« Bienvenue en Suisse, monsieur
Abraham! », déclara l’agent des douanes en rendant ses papiers à Gordon.
Félicia tendit son passeport à son
tour, un peu surprise de réaliser qu’elle avait, jusqu’à présent, ignoré le nom
de famille de Gordon. « Monsieur Abraham, hein? », dit-elle en le
rejoignant de l’autre côté du poste de contrôle. Le Maître se contenta de grogner.
Cette découverte aurait dû être
anodine, mais elle ne quitta pas les pensées de Félicia tout au long de leur
marche à travers l’aéroport de Zurich.
Que savait-elle sur ce Maître qui la
faisait travailler sans cesse, qu’elle suivait jusqu’au milieu de l’Europe? Bien
peu de choses… Pas même son nom complet, apparemment. Leur relation, souvent
stimulante, pouvait laisser croire qu’une certaine intimité s’était créée entre
eux. Et pourtant… S’était-il jamais ouvert à elle? Lui avait-il jamais raconté quoi
que ce soit à propos de sa vie?
Si Gordon était demeuré aussi avenant
que lorsqu’ils avaient commencé à travailler ensemble, le charme du Maître aurait sans doute eu le
dessus sur les inquiétudes de Félicia. Mais depuis le grand rituel, il s’était
renfermé dans un silence maussade – qui avait par ailleurs rendu pénible les
longues heures de leur traversée de l’Atlantique.

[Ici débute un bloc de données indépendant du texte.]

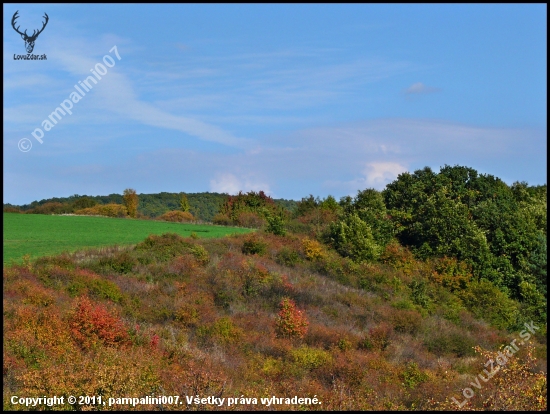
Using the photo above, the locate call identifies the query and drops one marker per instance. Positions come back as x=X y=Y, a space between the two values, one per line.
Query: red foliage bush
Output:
x=91 y=324
x=291 y=322
x=109 y=210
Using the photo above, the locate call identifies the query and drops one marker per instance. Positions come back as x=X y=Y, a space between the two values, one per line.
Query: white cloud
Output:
x=378 y=174
x=230 y=184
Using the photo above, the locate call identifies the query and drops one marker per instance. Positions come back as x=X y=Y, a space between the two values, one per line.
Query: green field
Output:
x=41 y=235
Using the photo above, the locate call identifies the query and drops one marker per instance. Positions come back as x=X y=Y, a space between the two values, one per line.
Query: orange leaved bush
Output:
x=177 y=216
x=92 y=324
x=290 y=322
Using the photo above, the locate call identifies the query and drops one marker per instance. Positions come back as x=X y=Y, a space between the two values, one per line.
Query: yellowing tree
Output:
x=131 y=201
x=184 y=203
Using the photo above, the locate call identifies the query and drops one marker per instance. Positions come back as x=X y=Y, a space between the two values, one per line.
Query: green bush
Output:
x=352 y=237
x=487 y=302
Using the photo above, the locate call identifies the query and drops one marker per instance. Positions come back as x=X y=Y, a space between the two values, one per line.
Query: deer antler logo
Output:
x=29 y=40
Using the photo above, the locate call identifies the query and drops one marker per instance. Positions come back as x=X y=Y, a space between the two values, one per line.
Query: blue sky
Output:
x=290 y=99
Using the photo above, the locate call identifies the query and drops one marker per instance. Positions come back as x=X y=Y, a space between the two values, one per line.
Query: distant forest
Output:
x=204 y=206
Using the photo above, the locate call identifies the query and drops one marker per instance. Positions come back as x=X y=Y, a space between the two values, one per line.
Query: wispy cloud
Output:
x=230 y=184
x=420 y=88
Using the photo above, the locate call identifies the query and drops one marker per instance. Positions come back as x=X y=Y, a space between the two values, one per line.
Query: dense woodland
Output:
x=203 y=206
x=386 y=300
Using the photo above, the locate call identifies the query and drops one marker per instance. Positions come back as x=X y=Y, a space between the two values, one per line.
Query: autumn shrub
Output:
x=288 y=257
x=52 y=208
x=488 y=302
x=162 y=248
x=224 y=331
x=378 y=337
x=222 y=220
x=109 y=210
x=451 y=273
x=276 y=225
x=443 y=343
x=93 y=323
x=120 y=262
x=406 y=321
x=517 y=385
x=312 y=249
x=412 y=375
x=250 y=220
x=200 y=254
x=177 y=216
x=254 y=245
x=290 y=322
x=309 y=358
x=12 y=210
x=353 y=238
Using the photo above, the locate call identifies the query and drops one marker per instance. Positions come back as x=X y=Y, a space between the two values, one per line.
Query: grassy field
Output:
x=40 y=235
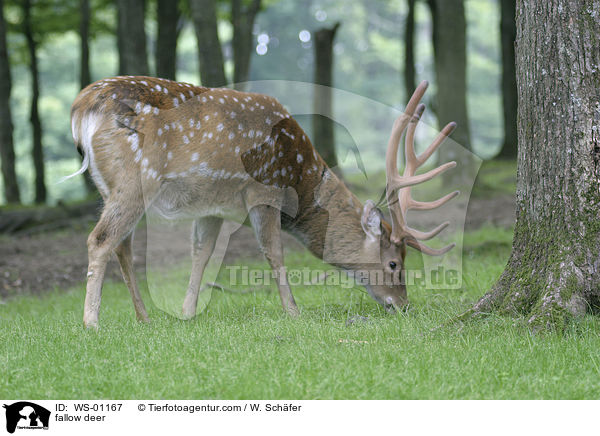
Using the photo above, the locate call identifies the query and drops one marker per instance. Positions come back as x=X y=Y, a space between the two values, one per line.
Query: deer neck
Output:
x=328 y=222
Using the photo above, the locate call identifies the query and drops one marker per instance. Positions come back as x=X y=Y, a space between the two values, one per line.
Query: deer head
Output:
x=391 y=240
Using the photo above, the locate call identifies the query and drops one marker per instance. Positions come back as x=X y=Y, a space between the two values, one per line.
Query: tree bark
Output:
x=554 y=269
x=508 y=33
x=409 y=50
x=242 y=19
x=36 y=123
x=7 y=151
x=131 y=38
x=450 y=59
x=85 y=77
x=323 y=128
x=210 y=55
x=166 y=43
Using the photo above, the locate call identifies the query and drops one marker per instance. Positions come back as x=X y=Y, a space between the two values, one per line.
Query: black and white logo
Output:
x=26 y=415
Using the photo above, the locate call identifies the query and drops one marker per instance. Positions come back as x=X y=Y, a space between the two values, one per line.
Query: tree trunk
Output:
x=508 y=33
x=210 y=55
x=323 y=133
x=85 y=77
x=131 y=38
x=36 y=123
x=166 y=43
x=409 y=50
x=242 y=19
x=554 y=269
x=7 y=151
x=450 y=59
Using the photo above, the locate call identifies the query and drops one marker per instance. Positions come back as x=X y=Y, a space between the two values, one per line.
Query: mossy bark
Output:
x=554 y=270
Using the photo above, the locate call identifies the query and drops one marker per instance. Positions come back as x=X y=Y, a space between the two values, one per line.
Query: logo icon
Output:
x=26 y=415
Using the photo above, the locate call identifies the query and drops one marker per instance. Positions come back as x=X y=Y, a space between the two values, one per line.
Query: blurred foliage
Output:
x=369 y=57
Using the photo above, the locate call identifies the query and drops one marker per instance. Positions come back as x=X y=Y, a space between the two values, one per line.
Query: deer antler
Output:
x=398 y=187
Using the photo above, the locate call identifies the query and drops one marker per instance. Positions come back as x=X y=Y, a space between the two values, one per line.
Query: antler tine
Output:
x=428 y=250
x=394 y=181
x=425 y=236
x=401 y=185
x=427 y=205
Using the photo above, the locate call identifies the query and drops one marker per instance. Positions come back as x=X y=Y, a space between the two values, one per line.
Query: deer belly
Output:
x=192 y=198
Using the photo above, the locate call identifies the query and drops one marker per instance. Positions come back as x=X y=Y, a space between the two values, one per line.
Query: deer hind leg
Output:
x=125 y=256
x=117 y=220
x=266 y=222
x=204 y=236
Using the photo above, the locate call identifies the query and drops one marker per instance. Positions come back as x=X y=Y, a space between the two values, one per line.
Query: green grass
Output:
x=242 y=346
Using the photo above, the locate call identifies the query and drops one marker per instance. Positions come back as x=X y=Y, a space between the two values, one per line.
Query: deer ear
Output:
x=371 y=220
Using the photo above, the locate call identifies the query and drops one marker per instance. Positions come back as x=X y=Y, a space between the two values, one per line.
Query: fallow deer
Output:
x=216 y=153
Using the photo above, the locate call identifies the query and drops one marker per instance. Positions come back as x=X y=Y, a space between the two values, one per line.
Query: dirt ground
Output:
x=38 y=263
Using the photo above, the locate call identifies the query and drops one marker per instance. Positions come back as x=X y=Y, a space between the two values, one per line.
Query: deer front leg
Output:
x=204 y=236
x=125 y=256
x=117 y=221
x=266 y=222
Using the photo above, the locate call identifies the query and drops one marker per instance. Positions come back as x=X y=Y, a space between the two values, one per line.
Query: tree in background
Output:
x=167 y=15
x=37 y=151
x=85 y=77
x=508 y=33
x=242 y=19
x=322 y=126
x=7 y=151
x=554 y=269
x=210 y=55
x=131 y=37
x=450 y=59
x=409 y=50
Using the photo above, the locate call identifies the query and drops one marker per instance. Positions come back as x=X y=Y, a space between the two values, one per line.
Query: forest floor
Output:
x=40 y=262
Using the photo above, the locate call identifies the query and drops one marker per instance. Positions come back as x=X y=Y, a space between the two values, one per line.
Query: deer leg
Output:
x=204 y=236
x=125 y=256
x=266 y=222
x=116 y=222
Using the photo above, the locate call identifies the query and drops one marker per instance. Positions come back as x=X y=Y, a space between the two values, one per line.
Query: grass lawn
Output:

Quelque chose avait changé.
Quelque chose autrement plus profond que les marques laissées par le feu de
Saint-Elme sur son visage.
Ils récupérèrent leurs bagages au
carrousel, incluant la malle rembourrée contenant sa seconde urne, après quoi
ils allèrent trouver la limousine que Gordon avait retenue pour leurs
déplacements.
« Gordon, il faut qu’on se
parle », dit-elle, dès que la voiture se mit en marche.
— Pas maintenant.
— Oui, maintenant. » Il se
tourna enfin vers elle, le sourcil haussé. « Les choses vont vite, et je
veux avoir une idée claire de la suite.
— Nous en avons déjà discuté…
— Discuté? Tu m’as dit ce que tu
voulais. Pas pourquoi. »
Il exhala sèchement, un son
d’exaspération. « Tu veux que je te fasse un dessin? Je m’attendais à
mieux de toi, Félicia… »
Piquée, elle croisa les bras.
« On croirait entendre Avramopoulos. »
Gordon ouvrit la bouche pour
rétorquer; son expression laissait croire que la réplique allait être
acrimonieuse. Avant qu’il n’ait parlé, il fit non de la tête; son visage se
détendit. « Je te dois des excuses », murmura-t-il avant de frotter
son visage de ses mains. « Parfois, le poids des jours, des ans, des
décennies me rattrape… »
Justement,
pensa Félicia. Pourquoi tout cet
empressement alors-que tu as tout le temps du monde? « Pas besoin de
me faire un dessin », dit-elle. Moi-même, depuis que j’ai entendu parler
de Romuald Harré, je rêve de pouvoir lui parler. Mais…
— Mais quoi?
— Tu es si déterminé à faire avancer
ce projet coûte que coûte… Aurais-tu besoin de quelque chose, quelque que chose
que seul Harré peut t’apprendre ou te donner? » Sa question chassa la déconfiture
du visage de Gordon. « Quelque chose de précis. D’important. »
Gordon haussa les épaules et détourna
la tête. Félicia comprit qu’elle avait visé dans le mille. Elle fut tentée de
dire : tu t’attendais à mieux de
moi, hein? T’attendais-tu à cela, monsieur
Abraham? Elle se contenta plutôt de regarder elle aussi Zurich défiler à
travers les fenêtres de la limousine.